Price Manipulation

Discussion in 'Trading' started by vanilla2, Jun 26, 2003.

  1. This might be a naive question, and forgive me if it is.

    Has anyone ever made a trade in ES outside the spread in order to bump the price down to or up to a critical level or initiate a run in the pre/post market? For example, right now at 8:23 EST, ES is trading at 974.00, spreading 973.75/974.00. If I shorted below the bid at 973.50, then again immediately at 973.25 and again immediately at 973.00, etc, pushing it below its temporary support, would the market necessarily reject this motion, or is there any chance it would follow?

    Does anybody do this, particularly outside regular market hours?

    Just how strong are the arbitrage forces that keep ES in predominantly tight overnight ranges on extremely thin volume?
     
  2. Sashe

    Sashe

    you wont be able to do that unless you shorting big sizes
    each level on ES (every 0.25) has buyers and sellers
    You can thought sweep them all with 200-300 lots but I dont think you're talking that size?
     
  3. I do look at market depth. In the market at any time there are buyers on one side and sellers on the other, and when they agree on a price, there is a trade. When there are no trades, there is no agreement, so in that sense, at any point in time, there are not always both buyers and sellers at every level.

    I know the conventional wisdom is that huge lots are what move the market not one lots --- but --- I am wondering if it's possible for a series of one-lots traded off the spread (like scarifice batting) at a significant S/R turning point could have a disproportionate influence on the market. Like if ES has been testing and failing a level all night, why couldn't it be a one-lot that takes it over the edge on a sale below bid or buy above ask?

    Surely there must be plenty of big money that is traded on S/R and channel breaks alone, without regard to T&S. Anybody wonder about this as a way to stear the market in favor of a much larger position you may be holding?
     
  4. Not sure im following...so this answer might not
    make sense..but... what the hell.

    You cant trade outside the spread.

    If you try to hit someone below the bid, your gonna
    hit the first guy in line at the bid instead.

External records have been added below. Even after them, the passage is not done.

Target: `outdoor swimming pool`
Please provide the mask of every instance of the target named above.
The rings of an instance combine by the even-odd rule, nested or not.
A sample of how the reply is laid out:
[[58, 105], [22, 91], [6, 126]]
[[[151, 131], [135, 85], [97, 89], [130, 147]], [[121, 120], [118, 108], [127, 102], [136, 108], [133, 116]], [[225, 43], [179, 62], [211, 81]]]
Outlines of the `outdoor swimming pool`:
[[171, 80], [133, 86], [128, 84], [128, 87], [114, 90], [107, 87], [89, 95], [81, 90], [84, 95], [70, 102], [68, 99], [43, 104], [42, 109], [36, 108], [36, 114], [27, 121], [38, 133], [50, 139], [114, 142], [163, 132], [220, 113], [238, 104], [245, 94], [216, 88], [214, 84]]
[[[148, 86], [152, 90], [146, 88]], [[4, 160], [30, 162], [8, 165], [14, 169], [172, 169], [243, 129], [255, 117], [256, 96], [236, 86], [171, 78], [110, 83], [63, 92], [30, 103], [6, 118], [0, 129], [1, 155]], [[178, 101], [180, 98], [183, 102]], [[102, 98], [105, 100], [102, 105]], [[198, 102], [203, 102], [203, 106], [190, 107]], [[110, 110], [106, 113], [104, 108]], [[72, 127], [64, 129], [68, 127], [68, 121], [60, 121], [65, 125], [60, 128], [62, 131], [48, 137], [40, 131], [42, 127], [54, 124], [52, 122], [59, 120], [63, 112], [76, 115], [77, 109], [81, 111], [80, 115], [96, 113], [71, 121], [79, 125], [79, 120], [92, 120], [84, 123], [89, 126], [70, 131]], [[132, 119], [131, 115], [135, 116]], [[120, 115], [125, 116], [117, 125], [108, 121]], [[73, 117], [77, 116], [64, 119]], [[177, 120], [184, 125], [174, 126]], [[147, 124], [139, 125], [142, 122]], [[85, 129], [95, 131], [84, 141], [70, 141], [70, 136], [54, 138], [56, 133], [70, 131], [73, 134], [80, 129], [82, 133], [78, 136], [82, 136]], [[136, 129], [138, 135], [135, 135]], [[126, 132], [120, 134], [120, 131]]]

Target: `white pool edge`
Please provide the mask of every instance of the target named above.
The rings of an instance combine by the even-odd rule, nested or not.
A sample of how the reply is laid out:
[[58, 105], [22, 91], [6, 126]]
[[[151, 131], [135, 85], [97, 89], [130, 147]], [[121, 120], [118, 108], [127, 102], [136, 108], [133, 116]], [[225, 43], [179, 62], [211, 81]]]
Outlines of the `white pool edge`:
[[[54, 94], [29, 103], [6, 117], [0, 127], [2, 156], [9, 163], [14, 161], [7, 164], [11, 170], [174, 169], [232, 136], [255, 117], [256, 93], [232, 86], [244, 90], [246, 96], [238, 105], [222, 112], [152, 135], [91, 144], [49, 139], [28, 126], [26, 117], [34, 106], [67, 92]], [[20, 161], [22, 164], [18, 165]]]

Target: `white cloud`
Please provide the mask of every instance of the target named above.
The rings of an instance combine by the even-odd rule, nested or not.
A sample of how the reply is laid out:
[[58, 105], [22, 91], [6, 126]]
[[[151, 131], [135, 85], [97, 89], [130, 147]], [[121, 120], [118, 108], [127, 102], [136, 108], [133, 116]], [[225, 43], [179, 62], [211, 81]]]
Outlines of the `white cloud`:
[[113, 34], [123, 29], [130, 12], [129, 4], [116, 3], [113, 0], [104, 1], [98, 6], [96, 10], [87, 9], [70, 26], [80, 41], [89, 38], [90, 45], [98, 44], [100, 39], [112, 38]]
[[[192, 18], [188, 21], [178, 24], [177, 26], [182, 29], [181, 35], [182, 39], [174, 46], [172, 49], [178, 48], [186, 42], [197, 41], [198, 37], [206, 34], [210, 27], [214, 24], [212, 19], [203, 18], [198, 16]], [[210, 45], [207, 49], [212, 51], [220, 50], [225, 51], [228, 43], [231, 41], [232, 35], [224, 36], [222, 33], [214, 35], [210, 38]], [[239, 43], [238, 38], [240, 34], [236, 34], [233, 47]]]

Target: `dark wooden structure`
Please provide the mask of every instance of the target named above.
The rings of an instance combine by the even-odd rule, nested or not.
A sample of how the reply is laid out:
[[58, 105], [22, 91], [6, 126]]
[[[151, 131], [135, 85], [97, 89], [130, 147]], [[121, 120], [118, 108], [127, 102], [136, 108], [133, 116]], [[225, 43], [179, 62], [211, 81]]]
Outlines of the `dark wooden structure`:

    So if spread is 975.00 X 975.25
    and you put in an order to sell at 974.75, the
    system is gonna match you with the guy at 975.00
    and fill you there.


    peace

    axeman
     
  5. Banjo

    Banjo

    Big money 's not going to pay any attention to small trades and they pay attention to t&s because continuous size is indicative of some one's interest, agenda, that may or may not be in their favor. You can never know the intent of the players, how many are arbing, how many are hedging , how many are option market makers laying off, how many are pure speculators etc. Obviously these people aren't playing late nite/ early morn. Some times I play 1 or2 lots NQ/ES early am, just go with the flow using what ever standard setups or ta you have and you can pick up a couple of bucks. I've never seen a 1 lot cause direction change or accelerate a move. I would never play more than 2 lots before an hour before the open.
     
  6. interesting, i didn't know that, thanks axe. i assumed with a limit order, you could trade at any level. i do see plenty of trades outside the spread on thinner globex contracts, but it must be that my bid/ask in TS isn't updating fast enough.
     
  7. On Globex there are always robots from market makers at least on french market I don't see the reason why they shouldn't also act on ES. In fact they are also present during RTH. These robots should prevent any big manipulation.

     
  8. Basically it can't be done. Theres only one market and you cant execute away from the inside b/a.

    But if you'd like to take out 2 or 3 levels just to shake them out of thier stupor, be my guest.
     
  9. Alot of times if you attempt to trade index futures during the Globex session, in an information vacuum(i.e. not watching the European or Asian markets simultaneously), you might be led to believe that your buys(sells) with small size at consecutive bids lower or offers higher is having some sort of impact on the market. However, if you were to watch the European indicies simultaneously, you might realize how lockstep Globex and the Euro markets are trading. All of a sudden, in a matter of a minute it might spike 3-5 ticks on massive size before resorting to the same dull, listless trading...

    The only other times that I have seen GLobex trade with a similar price structure, similar liquidity to RTH is during either A) Global financial crisis or B) Earnings season (typically mid January, mid April, mid July, mid October)
     
  10. JT47319

    JT47319

    I've noticed that during after hours trading, stops at the high/lows can be setoff resulting in a cascade of stop activations. That's still a lot of capital to push the illiquid after hours market and probably wouldn't be worth it.

    Of course, if all that is standing between you and a new low is one lot, why the hell not? Short two lots and watch the stops blow. You'll still have buyers who'll jump in and push the price back higher, but if you're fast enough, you might be able to grab an extra point by sacrificing two cars.